The Upper Tanana boil the berries with sugar and flour to thicken; eat the raw berries, either plain or mixed with sugar, grease or a combination of the two; fry them in grease with sugar or dried fish eggs; or make them into pies, jam, and jelly. They also preserve the berries alone or in grease and store them in a birchbark basket in an underground cache, or freeze them.

===== Use of the minus subspecies =====
The Anticosti people use the fruit to make jams and jellies. The Nihithawak Cree store the berries by freezing them outside during the winter, mix the berries with boiled fish eggs, livers, air bladders and fat and eat them, eat the berries raw as a snack food, or stew them with fish or meat. The Iñupiat of Nelson Island eat the berries, as do the Iñupiat of the Northern Bering Sea and Arctic regions of Alaska, as well as the Inuvialuit. The Haida people, Hesquiaht First Nation, Wuikinuxv and Tsimshian all use the berries as food.

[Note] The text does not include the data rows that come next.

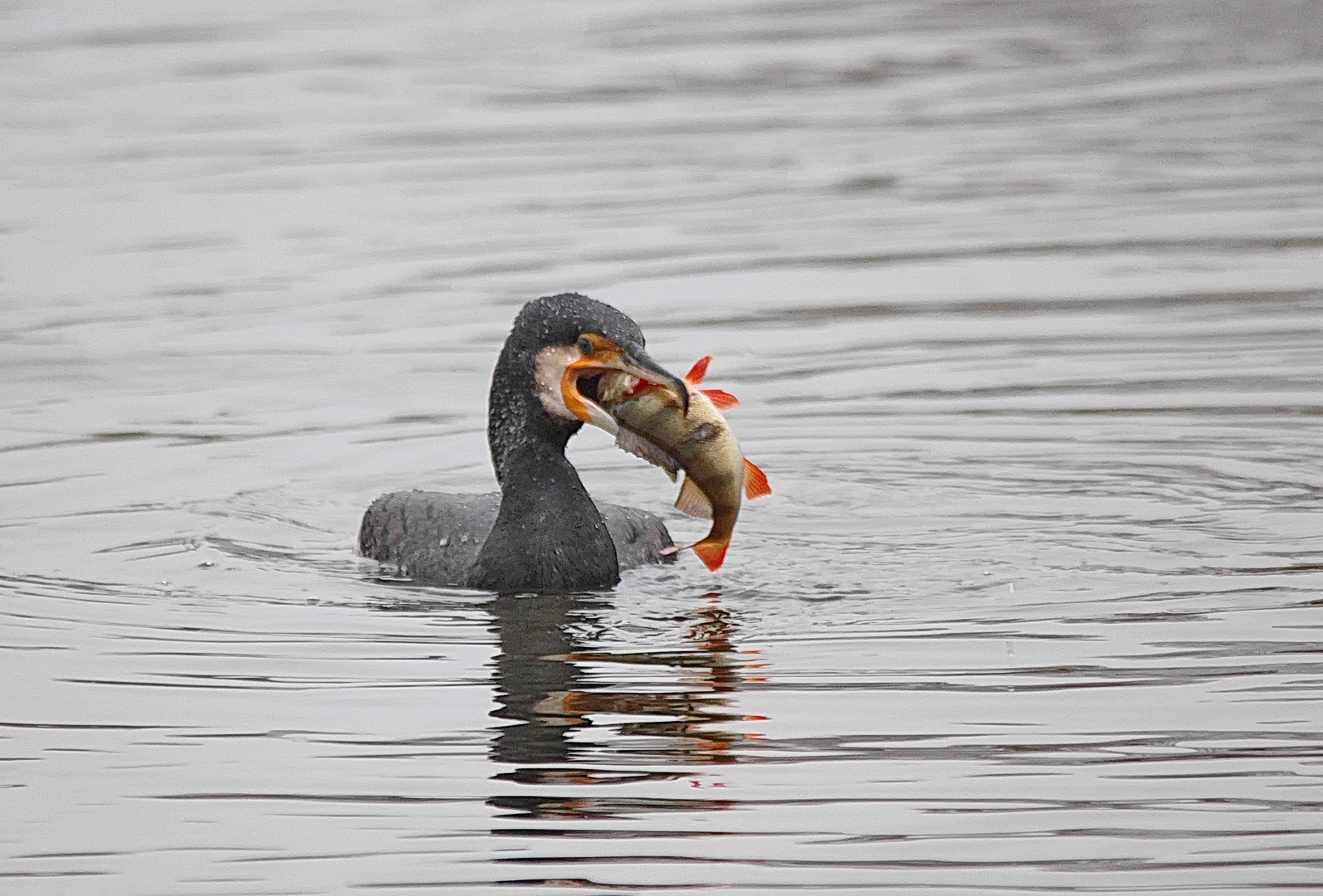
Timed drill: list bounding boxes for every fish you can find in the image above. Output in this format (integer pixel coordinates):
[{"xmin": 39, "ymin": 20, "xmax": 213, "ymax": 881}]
[{"xmin": 597, "ymin": 355, "xmax": 771, "ymax": 572}]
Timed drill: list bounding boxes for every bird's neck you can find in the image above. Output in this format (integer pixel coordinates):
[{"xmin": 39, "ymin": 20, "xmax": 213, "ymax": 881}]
[
  {"xmin": 487, "ymin": 341, "xmax": 583, "ymax": 488},
  {"xmin": 467, "ymin": 436, "xmax": 621, "ymax": 593}
]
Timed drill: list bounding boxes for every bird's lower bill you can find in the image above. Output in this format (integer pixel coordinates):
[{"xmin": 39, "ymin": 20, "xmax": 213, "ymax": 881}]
[{"xmin": 561, "ymin": 358, "xmax": 675, "ymax": 435}]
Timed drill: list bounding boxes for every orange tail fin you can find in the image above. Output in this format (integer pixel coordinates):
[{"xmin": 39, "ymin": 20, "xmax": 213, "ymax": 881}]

=== Traditional medicine ===
In traditional medicine, V. vitis-idaea was used as an apéritif and astringent. The Upper Tanana ate the berries or used their juice to treat minor respiratory disorders.

=== Other uses ===
The Nihithawak Cree use the berries of the minus subspecies to color porcupine quills, and put the firm, ripe berries on a string to wear as a necklace. The Western Canadian Inuit use the minus subspecies as a tobacco additive or substitute.

In Newfoundland and Labrador, lingonberries or lingonberry extracts are frequently used in handmade soaps and candles.